The Fire Ant
Treaty
You will never forget fire ants if they get
you.
They've killed people. Venomous little monsters. When a field gets
infested with them, well, it's almost impossible to go out fiddling with your crops. Their
huge nests - rock hard - make plowing difficult, too. Fire ants stung the field of biology
not long ago. Specifically the geneticists who thought they knew about genes and such.
Solenopsis richteri arrived uninvited from South America at Mobile, Alabama. They spread
through the southeastern U.S. like a wildfire.
Fire ants evolve - or learn - to outwit
biologists faster than biologists learn to fight them. Think up a new attack.
Ants think up a new defense. They keep spreading from one State to the next.
Entomologists are not terribly curious about how the ants manage to
come up with new defenses against the poisons - they suppose it is due to random
mutations. Cosmic rays, yet. Or maybe the chemicals themselves mess up the ant genes so
they mutate into new mutants, some of ants turn out to be able to resist the poisons, so
these survive and prosper. That's what the biologists suppose.
The ants showed them otherwise.
Somewhere, in America's Southeast, perhaps near a research station
trying new chemical pesticides, mechanical destructive devises, and electronic traps, a
queen ant altered its behavior. Fire ants don't get along with other nests of fire ants.
They fight and defend their turf to the last ant. Soldier ants sally forth to attack any
member of another mound found within its territory. Agricultural fields were a network of
isolated information systems; each colony defined by a single queen.
One queen, one colony, one information system.
It may be, what with all the pressure from the energetic biologists
at the research station, one queen figured it might be a good idea to have some help
restocking the ranks. So she tried allowing another queen to help out. Her colony was
redefined as a two queen nest. Meaning, of course, two sets of genes, two information
networks, had to get along with each other in the same nest. Truce. However they managed
to solve this breech in genetic decorum, it had an unexpected bonus - for the ants.
Other nests were no longer the enemy, but became
part of a still larger network of information. With many queen ants. The revolutionary multi-queen ant colonies,
working with their socialist allies, constructed enormous nests with hundreds of queens.
The network of tunnels and sub-nests spread until whole fields became one single
information system. Instead of attacking each other they only went after farmers, cattle,
people who picnicked in the wrong place and, naturally, biologists.
Geneticists think the behavior of each
individual ant, queen or worker, is controlled by that individual's genetic code;
locked and unchangeable except, perhaps, by chance mutation. If chemical mutation created
the new behavior in the queen ant that started the new system, she would only spread it to
her direct descendents. The spread of this new genetic mutation would be easy to measure
as it moved across the Southeastern United States. Ho ho! Surprise. The new behavior
spread far more quickly than could be accounted for by the spread of progeny. It moved
across America like a new idea; as if the population network of the multitude of isolated
fire ant nests were converted to a new concept.

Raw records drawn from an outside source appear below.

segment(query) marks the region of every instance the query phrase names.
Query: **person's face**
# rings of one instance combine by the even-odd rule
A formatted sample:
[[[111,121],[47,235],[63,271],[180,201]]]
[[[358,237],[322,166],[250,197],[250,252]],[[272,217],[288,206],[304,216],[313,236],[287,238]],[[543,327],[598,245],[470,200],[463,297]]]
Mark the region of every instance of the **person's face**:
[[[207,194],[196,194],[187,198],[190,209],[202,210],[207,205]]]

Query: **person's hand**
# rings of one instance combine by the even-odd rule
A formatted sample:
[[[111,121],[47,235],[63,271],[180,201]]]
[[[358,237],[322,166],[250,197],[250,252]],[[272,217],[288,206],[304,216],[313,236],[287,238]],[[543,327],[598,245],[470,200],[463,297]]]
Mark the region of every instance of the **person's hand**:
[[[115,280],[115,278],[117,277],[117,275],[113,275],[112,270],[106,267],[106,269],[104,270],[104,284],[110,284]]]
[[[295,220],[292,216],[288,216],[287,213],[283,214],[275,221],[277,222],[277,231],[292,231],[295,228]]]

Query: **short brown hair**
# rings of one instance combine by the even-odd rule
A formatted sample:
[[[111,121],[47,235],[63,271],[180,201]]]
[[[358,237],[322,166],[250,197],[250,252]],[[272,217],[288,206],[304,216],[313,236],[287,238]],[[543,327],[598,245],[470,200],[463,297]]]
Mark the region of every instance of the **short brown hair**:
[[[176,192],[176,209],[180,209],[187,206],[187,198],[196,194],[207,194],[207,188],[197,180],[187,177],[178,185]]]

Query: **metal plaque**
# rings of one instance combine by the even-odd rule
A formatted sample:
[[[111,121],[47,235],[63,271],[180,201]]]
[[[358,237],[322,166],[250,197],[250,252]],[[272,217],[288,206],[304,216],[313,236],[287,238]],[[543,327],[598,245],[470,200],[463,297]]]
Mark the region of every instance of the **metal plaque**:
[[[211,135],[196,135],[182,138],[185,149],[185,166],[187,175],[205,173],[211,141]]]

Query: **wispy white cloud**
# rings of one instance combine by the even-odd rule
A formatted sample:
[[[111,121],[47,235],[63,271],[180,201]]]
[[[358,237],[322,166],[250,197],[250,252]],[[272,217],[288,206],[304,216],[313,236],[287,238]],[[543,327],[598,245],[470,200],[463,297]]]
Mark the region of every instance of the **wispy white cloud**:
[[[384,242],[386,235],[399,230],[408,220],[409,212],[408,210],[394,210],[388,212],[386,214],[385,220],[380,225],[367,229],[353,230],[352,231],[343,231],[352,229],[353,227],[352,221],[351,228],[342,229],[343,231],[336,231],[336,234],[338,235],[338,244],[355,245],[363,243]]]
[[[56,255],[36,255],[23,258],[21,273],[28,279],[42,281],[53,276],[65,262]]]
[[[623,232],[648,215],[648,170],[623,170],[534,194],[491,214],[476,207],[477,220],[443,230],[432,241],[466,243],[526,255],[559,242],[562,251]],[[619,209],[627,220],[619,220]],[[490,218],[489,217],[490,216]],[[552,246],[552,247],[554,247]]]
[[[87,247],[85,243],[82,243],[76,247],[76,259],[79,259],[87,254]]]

The message from the fire ant queens is that the
cosmic ray chance mutation theory sucks. Geneticists have not
been able to solve this problem - there is something, some basic something, wrong with the
way we think about genes and how they get changed. Fire ants, as anyone who has been
bit by one knows, are determined, objective little creeps. They don't do anything by chance.
A wild guess.
Ants communicate their need to fight or agreement to live together
by chemical signals. One queen, somewhere, learned to make a chemical that signaled peace.
Make love not war. Some sticky note on the antennae of the soldier ants saying, "welcome."
Now suppose the ants have a physiological method of passing on new
messages. A kind of molecular copy machine. A new flavor message arrives. It is a big
surprise because it kicks off the "Your OK, I'm OK, let's not fight" behavior
pattern.
A surprise because the ant with the sticky note is not from the same nest at all
but from another nest. Once the sticky note gets on the antenna of an ant, it gets
reproduced and passed on. The molecular message triggers the ants to make more of it. A simple molecular sticky note; "don't fight with me" or "love me,
I'm one of yours." And once tasted, it alters the
genetic production of chemical messages of all the ants that get contacted. Something like a virus - and maybe it actually was a virus that began the sequence. This would allow the "mutation" to spread throughout the Southeastern part of
the U.S. as fast as ants could touch each other. Which, evidently, was pretty fast.
Who says things learned during one lifetime can't alter the genetic
code and be passed along to the young?
To me, the story sounds very much like Christianity. The elite
Jewish community deciding to allow non-jews entry to the Kingdom so everyone can get along
better in this life. So far, the ants seem to carry it off better. But it's early days,
yet. I'll bet there are some protestent fire ants out there just getting ready to attack.